I am curious what others think of this explanation. Any and all notes/insights/feedback are welcome.
Liveness
One of Serenity’s main goals is to guarantee liveness (i.e. continue to finalize blocks) in the event of a major internet partition (e.g. World War 3). This liveness guarantee comes at a steep cost which makes it important to understand the predicament and possible tradeoffs.
The CAP Theorem
The CAP Theorem for distributed systems, tells us that:
You can’t simultaneously guarantee more than two of the following:
- Consistency: Every read receives the most recent write or an error
- Availability: Every request receives a (non-error) response – without the guarantee that it contains the most recent write
- Partition Tolerance: The system continues to operate despite an arbitrary number of messages being dropped (or delayed) by the network
The Assumption
By viewing the argument through the lens of the CAP Theorem, we can deduce the rationale for the inactivity leak by accepting the following assumption:
No network can guarantee message delivery because the network itself is not safe from failures (e.g. client disconnects, data center outages, connection loss).
Partition Tolerance
Since message delivery cannot be guaranteed, the logical thing to do is to tolerate prolonged message loss. This is equivalent to Partition Tolerance.

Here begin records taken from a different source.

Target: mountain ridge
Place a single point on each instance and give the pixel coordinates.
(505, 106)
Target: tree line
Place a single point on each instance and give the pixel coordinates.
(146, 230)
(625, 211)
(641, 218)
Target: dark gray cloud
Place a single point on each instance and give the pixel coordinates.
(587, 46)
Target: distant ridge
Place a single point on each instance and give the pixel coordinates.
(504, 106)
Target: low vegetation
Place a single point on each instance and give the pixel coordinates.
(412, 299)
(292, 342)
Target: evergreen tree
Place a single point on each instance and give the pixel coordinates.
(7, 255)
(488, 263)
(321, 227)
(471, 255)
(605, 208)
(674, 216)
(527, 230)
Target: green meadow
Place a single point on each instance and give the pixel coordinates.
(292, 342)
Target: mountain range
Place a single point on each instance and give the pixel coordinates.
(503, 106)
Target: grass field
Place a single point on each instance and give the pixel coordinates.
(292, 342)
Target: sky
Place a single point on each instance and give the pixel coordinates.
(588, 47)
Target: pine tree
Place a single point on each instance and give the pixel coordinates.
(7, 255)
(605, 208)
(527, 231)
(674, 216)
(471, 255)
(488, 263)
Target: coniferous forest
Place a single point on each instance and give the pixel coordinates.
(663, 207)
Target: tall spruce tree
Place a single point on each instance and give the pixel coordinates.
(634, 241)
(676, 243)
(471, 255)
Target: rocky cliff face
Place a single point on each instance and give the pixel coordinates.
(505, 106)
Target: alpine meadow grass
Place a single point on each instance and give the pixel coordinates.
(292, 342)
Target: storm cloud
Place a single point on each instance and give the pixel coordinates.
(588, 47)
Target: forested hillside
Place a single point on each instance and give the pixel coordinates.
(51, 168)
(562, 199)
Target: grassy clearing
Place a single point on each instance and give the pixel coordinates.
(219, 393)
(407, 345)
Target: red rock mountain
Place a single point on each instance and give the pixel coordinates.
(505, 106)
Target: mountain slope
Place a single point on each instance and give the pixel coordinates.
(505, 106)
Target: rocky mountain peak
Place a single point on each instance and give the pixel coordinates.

Sidenote: Think of the World War 3 scenario as a dysphemism for prolonged message loss between groups of validators.
With Partition Tolerance as a hard requirement, we are now limited to tradeoffs between Consistency and Availability.
World War 3
In the World War 3 scenario, where the network is severed, the validators are split into two partitions. From Casper FFG, we know that in order for both partitions to continue finalizing blocks, we need two-thirds majority of validators to be online in both partitions. This is obviously not possible; however, we can prevent the chain from stalling forever if we are willing explore a compromise between our Availability and Consistency guarantees.
The Compromise
This is accomplished by introducing an inactivity leak that drains the deposit of unresponsive validators each time a slot is missed until the remaining validators in each partition become the supermajority.
At this point, blocks in both network partitions can begin to finalize; however, if the network partition is healed we are left with two valid and separate networks.